Differently from bacterial pneumonia, interstitial pneumonia (e.g., viral) sonographycally appears as a pattern characterized by three or more B lines (vertical hyperechoic reverberations) in the same scansion between two ribs, either isolated or confluent. These features are similar to those described in the interstitial-alveolar syndrome and may form, in more severe cases, a “white lung pattern” [16].
As mentioned, a large number of studies have shown the accuracy of LUS in the diagnosis of the most common lung infections affecting children and adults, mainly bacterial pneumonia [4,10,17]. Conversely, few studies have explored the usefulness of LUS for the detection of less common lung infections such as those caused by atypical and fungal pathogens or mycobacteria.
Atypical pneumonia caused by intracellular pathogens such as Mycoplasma Pneumoniae (M. pneumoniae) and Chlamydia Pneumoniae (C. pneumoniae) distinctively cause lung interstitial involvement and are insensitive to common antibiotics used for the treatment of bacterial pneumonia [18]. Lung infections caused by mycobacteria, mainly Mycobacterium tuberculosis or fungal pathogens are rare in immunocompetent patients, but increasingly diagnosed in immunocompromised patients [19]. In addition, TB remains highly prevalent in low- and middle-income countries [20]. When a lung infection is suspected in immunocompromised patients, it is crucial to reach an early diagnosis in order to start promptly a specific treatment. CXR and computerized tomography (CT) are often required in febrile patients with cancer to make diagnosis. However, CXR, especially during neutropenia, is hampered by a low specificity and hardly differentiates bacteria from a non-bacterial pneumonia, making essential a chest CT scan that has both higher sensitivity and specificity [21]. The role of lung ultrasound as a point-of-care tool may therefore be decisive in the diagnosis and follow-up of these infections, particularly in children and severely ill patients.
This systematic review aimed to explore the most common findings reported at lung ultrasound in patients with infection caused by intracellular, fungal pathogens or mycobacteria, and to discuss a putative role for this technique in the diagnosis of these lung infections.

2. Materials and Methods

A search strategy was developed in order to recognize the most significant literature on the topic. An exhaustive search was performed on the main scientific libraries including PubMed, Embase, Google Scholar and Cochrane. We used the following keywords: lung/thoracic ultrasound/ultrasonography, atypical pneumonia, Mycoplasma pneumoniae, Chlamydia pneumoniae, fungal pneumonia, fungal invasive disease, lung Aspergillosis, tuberculosis/mycobacterium.
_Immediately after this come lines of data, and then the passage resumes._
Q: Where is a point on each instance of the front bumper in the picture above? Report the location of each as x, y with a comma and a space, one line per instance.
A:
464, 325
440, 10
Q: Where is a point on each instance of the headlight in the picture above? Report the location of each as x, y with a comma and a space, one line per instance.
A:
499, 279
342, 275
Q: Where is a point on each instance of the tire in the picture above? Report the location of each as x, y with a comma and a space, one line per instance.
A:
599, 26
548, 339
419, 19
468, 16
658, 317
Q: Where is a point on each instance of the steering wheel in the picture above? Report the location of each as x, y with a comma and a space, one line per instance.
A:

A combination of MeSH and associated terms with other methodological terms (Mycoplasma or Chlamydia or atypical pneumonia or pneumonitis and LUS or lung or thoracic and ultrasound or ultrasonography; fungal or fungal invasive or Aspergillosis and pneumonia or pneumonitis and LUS or lung or thoracic and ultrasound or ultrasonography; Tuberculosis or Mycobacterium and pneumonia or pneumonitis and LUS or lung or thoracic and ultrasound or ultrasonography).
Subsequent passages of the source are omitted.